La Guemara objecte : comment peut-on procéder ainsi ? Il existe un principe qui devrait s'appliquer ici : tout ce dont une partie est consumée par le feu de l'autel tombe sous l'interdit de « vous n'en ferez pas monter [en offrande consumée] » (Vayikra 2, 11). Ce principe enseigne que si une partie d'une chose — par exemple le sang d'une offrande animale ou la poignée d'une min'ha — est brûlée sur l'autel, alors brûler l'une de ses autres parties, qui ne sont pas destinées à la combustion, est interdit. Comment, dès lors, le reste de la min'ha pourrait-il être offert [sur l'autel] ?
אִיקְּרִי כָּאן: כֹּל שֶׁמִּמֶּנּוּ לָאִישִּׁים, הֲרֵי הוּא בְּ״בַל תַּקְטִירוּ״.
Rabbi Yehouda, fils de Rabbi Chimon ben Pazi, dit : le reste n'est monté sur l'autel qu'à titre de bois — c'est-à-dire comme combustible pour l'autel, et non comme offrande ; de cette manière, c'est permis. Cette réponse suit l'avis de Rabbi Elazar, comme il est enseigné dans une baraïta : Rabbi Elazar dit, à propos du verset « mais ils ne monteront pas sur l'autel en agréable odeur » (Vayikra 2, 12) — ce verset indique que tu ne peux pas faire monter du levain et du miel en tant qu'« agréable odeur », c'est-à-dire en offrande ; mais tu peux faire monter du levain, du miel [et d'autres matières] à titre de bois.

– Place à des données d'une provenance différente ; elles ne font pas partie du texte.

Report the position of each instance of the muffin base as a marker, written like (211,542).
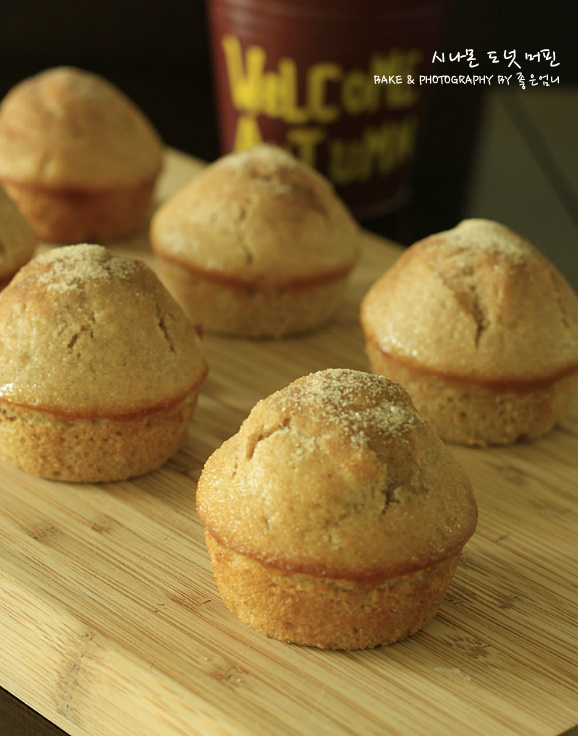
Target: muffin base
(71,215)
(329,614)
(251,311)
(91,450)
(470,414)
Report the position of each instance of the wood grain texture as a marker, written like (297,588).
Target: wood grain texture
(111,624)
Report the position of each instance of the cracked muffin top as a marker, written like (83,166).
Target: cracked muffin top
(338,476)
(89,334)
(259,216)
(475,302)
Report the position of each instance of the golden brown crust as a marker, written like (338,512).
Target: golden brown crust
(475,302)
(77,155)
(99,367)
(329,614)
(92,450)
(335,479)
(252,312)
(17,239)
(261,223)
(68,216)
(481,329)
(478,414)
(88,333)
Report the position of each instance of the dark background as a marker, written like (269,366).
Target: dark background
(158,53)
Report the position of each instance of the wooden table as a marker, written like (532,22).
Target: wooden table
(111,624)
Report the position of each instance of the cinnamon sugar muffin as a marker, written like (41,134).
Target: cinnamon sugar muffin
(99,367)
(481,329)
(335,517)
(17,239)
(258,245)
(77,156)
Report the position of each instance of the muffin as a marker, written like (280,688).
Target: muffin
(17,239)
(335,517)
(258,245)
(77,156)
(482,331)
(99,367)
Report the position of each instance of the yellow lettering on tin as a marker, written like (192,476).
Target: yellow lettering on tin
(244,82)
(318,77)
(306,141)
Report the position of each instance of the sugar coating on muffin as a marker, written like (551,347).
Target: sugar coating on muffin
(481,329)
(258,245)
(77,155)
(17,239)
(99,367)
(335,517)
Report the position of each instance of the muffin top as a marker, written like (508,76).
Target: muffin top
(260,216)
(88,334)
(476,302)
(17,239)
(69,128)
(337,475)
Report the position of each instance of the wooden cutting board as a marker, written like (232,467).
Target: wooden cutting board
(111,624)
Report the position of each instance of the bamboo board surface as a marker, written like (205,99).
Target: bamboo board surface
(111,624)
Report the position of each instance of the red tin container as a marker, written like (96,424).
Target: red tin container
(304,74)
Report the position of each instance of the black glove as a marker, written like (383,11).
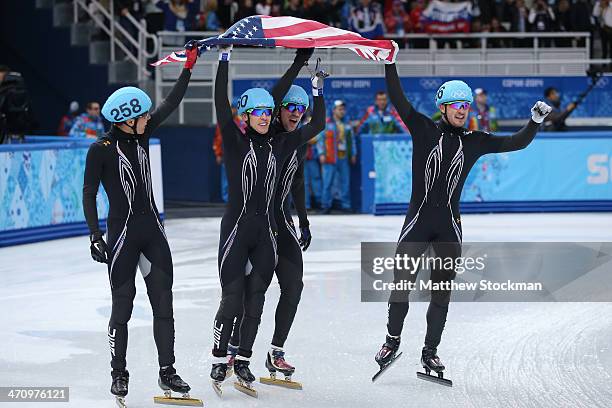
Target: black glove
(99,249)
(304,53)
(305,238)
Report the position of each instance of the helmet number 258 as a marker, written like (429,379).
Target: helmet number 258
(124,112)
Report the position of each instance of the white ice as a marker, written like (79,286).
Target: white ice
(55,304)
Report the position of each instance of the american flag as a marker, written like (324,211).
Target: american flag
(292,32)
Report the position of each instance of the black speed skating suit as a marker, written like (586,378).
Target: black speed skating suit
(442,158)
(135,235)
(248,239)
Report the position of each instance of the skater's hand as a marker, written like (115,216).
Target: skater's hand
(305,238)
(539,111)
(225,52)
(99,249)
(317,78)
(304,53)
(193,52)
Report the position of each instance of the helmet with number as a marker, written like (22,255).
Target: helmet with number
(255,98)
(297,95)
(126,103)
(454,91)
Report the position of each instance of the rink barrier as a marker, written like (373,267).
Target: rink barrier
(41,181)
(558,172)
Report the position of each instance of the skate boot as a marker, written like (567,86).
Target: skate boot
(431,362)
(119,386)
(231,356)
(245,377)
(275,361)
(218,374)
(387,355)
(169,381)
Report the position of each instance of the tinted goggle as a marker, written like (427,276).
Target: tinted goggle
(260,112)
(459,105)
(292,107)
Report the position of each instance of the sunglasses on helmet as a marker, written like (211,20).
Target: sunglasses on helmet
(260,111)
(459,105)
(291,107)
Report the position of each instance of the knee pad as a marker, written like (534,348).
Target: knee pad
(162,306)
(123,302)
(292,293)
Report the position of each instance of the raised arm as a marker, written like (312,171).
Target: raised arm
(298,193)
(174,98)
(413,120)
(91,183)
(282,86)
(225,119)
(522,138)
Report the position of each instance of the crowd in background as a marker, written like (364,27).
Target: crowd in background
(378,18)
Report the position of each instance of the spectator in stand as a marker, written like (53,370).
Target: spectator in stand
(68,119)
(542,20)
(520,23)
(482,116)
(245,9)
(337,151)
(416,9)
(312,170)
(178,14)
(603,13)
(397,20)
(319,11)
(381,118)
(496,27)
(582,20)
(218,150)
(88,124)
(555,121)
(208,19)
(564,22)
(294,9)
(366,19)
(263,7)
(488,10)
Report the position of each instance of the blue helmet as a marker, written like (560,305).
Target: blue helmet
(126,103)
(454,91)
(255,98)
(297,95)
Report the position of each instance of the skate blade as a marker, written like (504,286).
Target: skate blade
(281,383)
(120,401)
(248,390)
(217,387)
(189,402)
(435,379)
(383,369)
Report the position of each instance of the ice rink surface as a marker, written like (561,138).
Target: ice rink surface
(55,303)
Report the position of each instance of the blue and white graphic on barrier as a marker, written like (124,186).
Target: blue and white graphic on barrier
(512,97)
(43,187)
(552,168)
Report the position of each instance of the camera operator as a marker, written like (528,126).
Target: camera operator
(15,106)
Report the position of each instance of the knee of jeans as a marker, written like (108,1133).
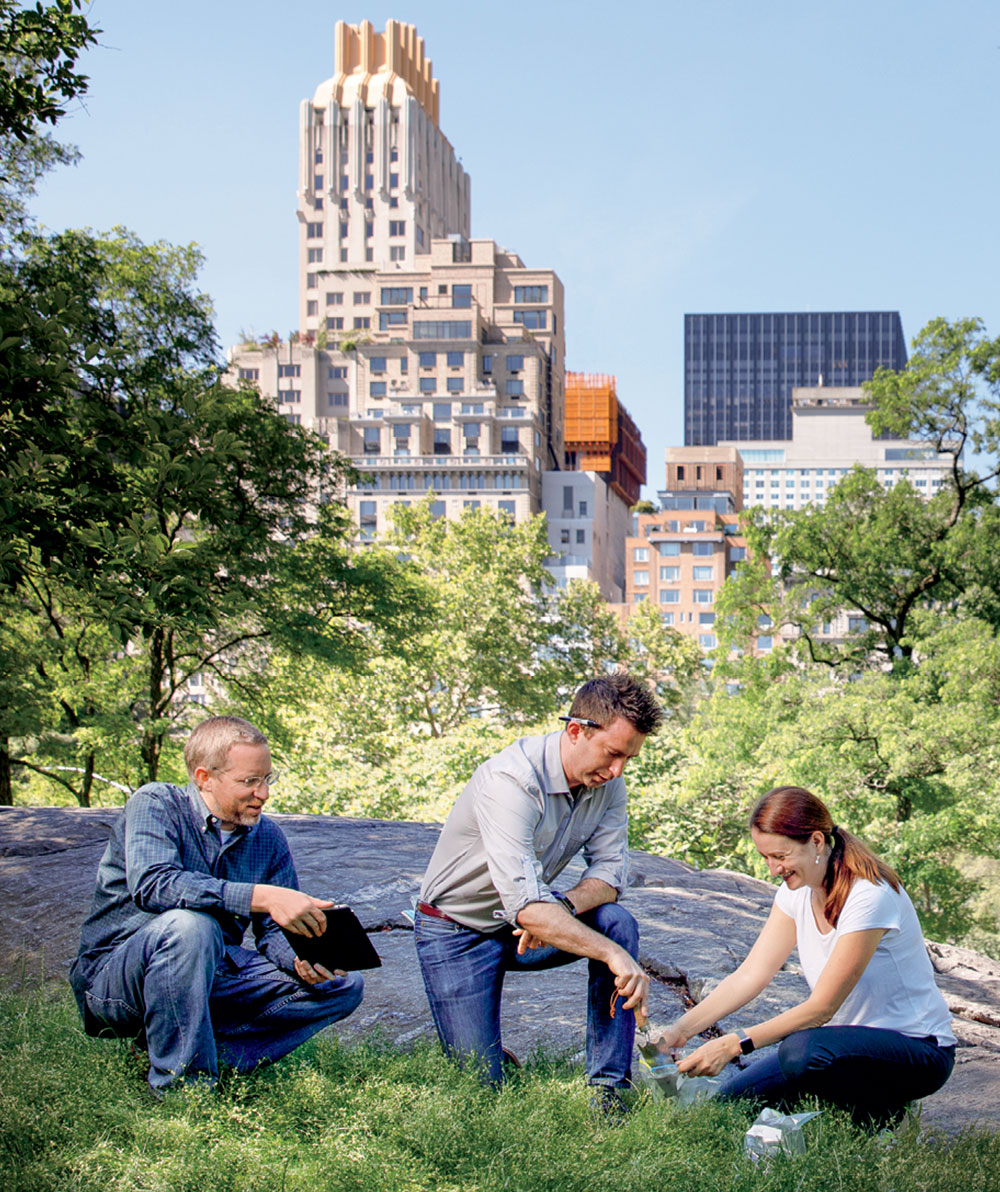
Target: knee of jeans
(190,931)
(617,924)
(799,1053)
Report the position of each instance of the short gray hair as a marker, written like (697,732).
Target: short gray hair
(210,743)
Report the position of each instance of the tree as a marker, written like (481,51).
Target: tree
(484,652)
(205,533)
(886,554)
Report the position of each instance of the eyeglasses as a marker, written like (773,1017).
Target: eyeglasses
(268,780)
(582,720)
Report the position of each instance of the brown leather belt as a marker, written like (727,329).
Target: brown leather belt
(427,908)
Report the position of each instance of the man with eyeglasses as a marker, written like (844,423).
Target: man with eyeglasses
(489,905)
(185,873)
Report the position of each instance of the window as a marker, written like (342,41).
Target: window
(367,519)
(442,330)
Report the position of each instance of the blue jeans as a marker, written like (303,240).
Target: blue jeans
(199,1001)
(868,1071)
(463,973)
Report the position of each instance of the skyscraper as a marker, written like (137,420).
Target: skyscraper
(739,370)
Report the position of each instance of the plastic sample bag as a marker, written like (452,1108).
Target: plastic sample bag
(775,1132)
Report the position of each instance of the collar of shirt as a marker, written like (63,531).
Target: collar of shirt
(207,820)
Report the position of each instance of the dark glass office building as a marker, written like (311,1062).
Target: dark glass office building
(739,370)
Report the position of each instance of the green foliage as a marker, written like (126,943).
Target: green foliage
(352,1118)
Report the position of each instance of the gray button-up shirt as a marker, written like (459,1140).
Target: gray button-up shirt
(515,827)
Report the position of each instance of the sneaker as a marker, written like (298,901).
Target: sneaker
(608,1105)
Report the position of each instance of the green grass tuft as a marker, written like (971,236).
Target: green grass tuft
(74,1116)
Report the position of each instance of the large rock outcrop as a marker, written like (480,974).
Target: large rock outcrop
(696,925)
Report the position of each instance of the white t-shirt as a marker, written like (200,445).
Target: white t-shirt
(896,989)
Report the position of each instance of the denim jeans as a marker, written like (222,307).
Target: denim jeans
(868,1071)
(199,1001)
(463,973)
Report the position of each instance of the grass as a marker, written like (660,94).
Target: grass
(74,1115)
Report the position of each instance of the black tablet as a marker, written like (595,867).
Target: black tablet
(345,944)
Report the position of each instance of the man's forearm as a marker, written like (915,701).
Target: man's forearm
(589,893)
(554,926)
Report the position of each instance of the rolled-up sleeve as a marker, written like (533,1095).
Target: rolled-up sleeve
(606,851)
(507,815)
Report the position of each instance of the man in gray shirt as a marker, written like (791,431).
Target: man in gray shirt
(486,904)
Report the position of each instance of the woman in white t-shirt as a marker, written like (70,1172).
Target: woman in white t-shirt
(874,1032)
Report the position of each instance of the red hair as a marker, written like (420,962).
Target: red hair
(796,813)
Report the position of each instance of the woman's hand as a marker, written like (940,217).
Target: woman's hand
(710,1057)
(670,1040)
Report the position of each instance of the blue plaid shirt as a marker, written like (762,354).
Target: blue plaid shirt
(166,852)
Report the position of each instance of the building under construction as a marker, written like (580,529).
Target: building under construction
(600,435)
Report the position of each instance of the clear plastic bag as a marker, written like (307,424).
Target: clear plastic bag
(775,1132)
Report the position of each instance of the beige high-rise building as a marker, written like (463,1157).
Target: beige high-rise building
(434,361)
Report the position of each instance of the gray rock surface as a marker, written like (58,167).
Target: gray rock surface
(696,926)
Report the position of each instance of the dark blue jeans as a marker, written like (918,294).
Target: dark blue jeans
(199,1001)
(464,970)
(870,1072)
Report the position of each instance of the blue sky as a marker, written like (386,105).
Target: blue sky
(668,157)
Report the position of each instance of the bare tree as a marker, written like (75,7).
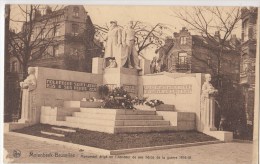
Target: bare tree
(147,35)
(36,35)
(208,20)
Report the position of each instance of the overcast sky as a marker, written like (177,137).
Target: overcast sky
(102,15)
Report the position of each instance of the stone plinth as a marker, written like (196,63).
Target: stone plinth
(221,135)
(126,77)
(97,65)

אָמַר רַבִּי יְהוּדָה בְּרֵיהּ דְּרַבִּי שִׁמְעוֹן בֶּן פַּזִּי: דְּמַסֵּיק לְהוּ לְשׁוּם עֵצִים, כְּרַבִּי אֶלְעָזָר. דְּתַנְיָא, רַבִּי אֶלְעָזָר אוֹמֵר: ״לְרֵיחַ נִיחוֹחַ״ אִי אַתָּה מַעֲלֶה, אֲבָל אַתָּה מַעֲלֶה לְשׁוּם עֵצִים.